Kurt Cobain About A Son is an important film for people to see, not only because it shows Kurt simply as a young man, but also redefines what a documentary can be. It’s one of the most unique, if not the most unique documentaries I’ve ever seen. It’s not a documentary on Nirvana, it doesn’t contain any Nirvana music, it has almost no photos of Nirvana (or Kurt) except at the very end and contains little discussion of the music. The film is an intensely emotional look at Kurt’s life in his own words. Those words were drawn from 25 hours of taped conversations between Kurt and Michael Azerrad. The visuals were comprised of imagery from Aberdeen, Olympia and Seattle. These were not only places where Kurt had lived, but marked three distinct points in his life and the film. Each place had a particular feel. Whether it was different film, a richer or duller color palette, the emotion in the visuals and hearing Kurt’s voice was stunning.
He talked about everything from first getting together with Krist in high school, to living with Dave in a depressingly small apartment, to meeting Courtney for the first time to his thoughts on drugs, family and life. It’s actually difficult for me to recall many specifics, but there were definitely some laughs and other times I found myself angry for what a contradictory asshole he could be. I remember feeling the same when I was reading the books and articles sometimes. The candor and honesty in Kurt’s conversation was amazing, no doubt a reflection of the trust he had for Michael. During one particular point in the interview Kurt is expressing his utter hatred and disgust for journalists. He thinks they are the scum of the earth and says as much. In a split second of awkwardness as Kurt realizes he’s talking to a journalist, he assures Michael that he’s not part of the 99% to which he’s referring. It spoke to the friendship between them. That friendship became more apparent as the film progressed and Kurt was revealing more.
Throughout the film I had moments where I had to consciously breathe. I didn’t want to hear or see anything else. The Director, AJ Schnack was able to keenly illustrate the importance of “sense of place,” which he felt was particularly important. He explained, “In creating the visuals, I didn’t want to adhere to anyone’s idea of what “grunge” might look like – either in the cinematography or the editing. I wanted a classic structure – three acts, an overture and two interludes – with composed, dream-like imagery. That imagery, along with the I’ve-been-up-all-night tone of Kurt’s conversation, was intoxicating and haunting at times. The visuals never distracted you from the story. It was like looking out the window of slow-moving bus while someone whispered a story in one ear while a stark soundtrack played in the other.

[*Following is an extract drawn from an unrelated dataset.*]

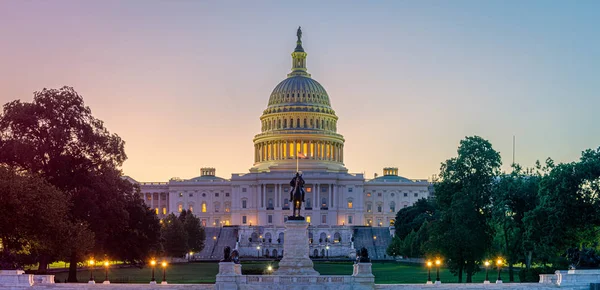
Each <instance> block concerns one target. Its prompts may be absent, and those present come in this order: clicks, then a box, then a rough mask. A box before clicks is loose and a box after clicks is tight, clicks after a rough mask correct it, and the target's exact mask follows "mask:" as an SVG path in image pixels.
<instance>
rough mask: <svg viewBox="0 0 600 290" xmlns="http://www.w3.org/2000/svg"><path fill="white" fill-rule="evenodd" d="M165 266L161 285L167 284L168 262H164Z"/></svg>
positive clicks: (164, 265) (163, 268)
mask: <svg viewBox="0 0 600 290" xmlns="http://www.w3.org/2000/svg"><path fill="white" fill-rule="evenodd" d="M161 265H162V266H163V280H162V282H160V284H167V262H162V264H161Z"/></svg>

Many times, I felt like I was the only person sitting in the theater.
In much the same way the imagery helped tell the story, the music marked points and provided a sonic foundation that supported the film. Whether it was carefully chosen songs that had direct significance to Kurt such as Queen’s “It’s Late,” Big Black’s “Kerosene,” The Vaselines’ “Son of a Gun,” Scratch Acid’s “Owner’s Lament,” David Bowie’s “The Man Who Sold The World” or the gorgeous score by Steve Fisk and Ben Gibbard, music was important to this story. After all, it was Kurt’s story.
Whether you’re a causal or die-hard Nirvana fan, this film will appeal to you. It tells a tragic story through Kurt’s own words, dreamy visuals and music. There are moments where you’ll laugh, feel anger and certainly sadness. Even though you know how the story ends, you’ll find yourself hoping otherwise. It’s the story of Kurt Cobain’s life, but more than that it’s the story about a fellow human being that struggled with depression and was never able to find true happiness inside of himself.
A special note of gratitude to Michael Azerrad and Anne Stulz for making sure I was able to see the film.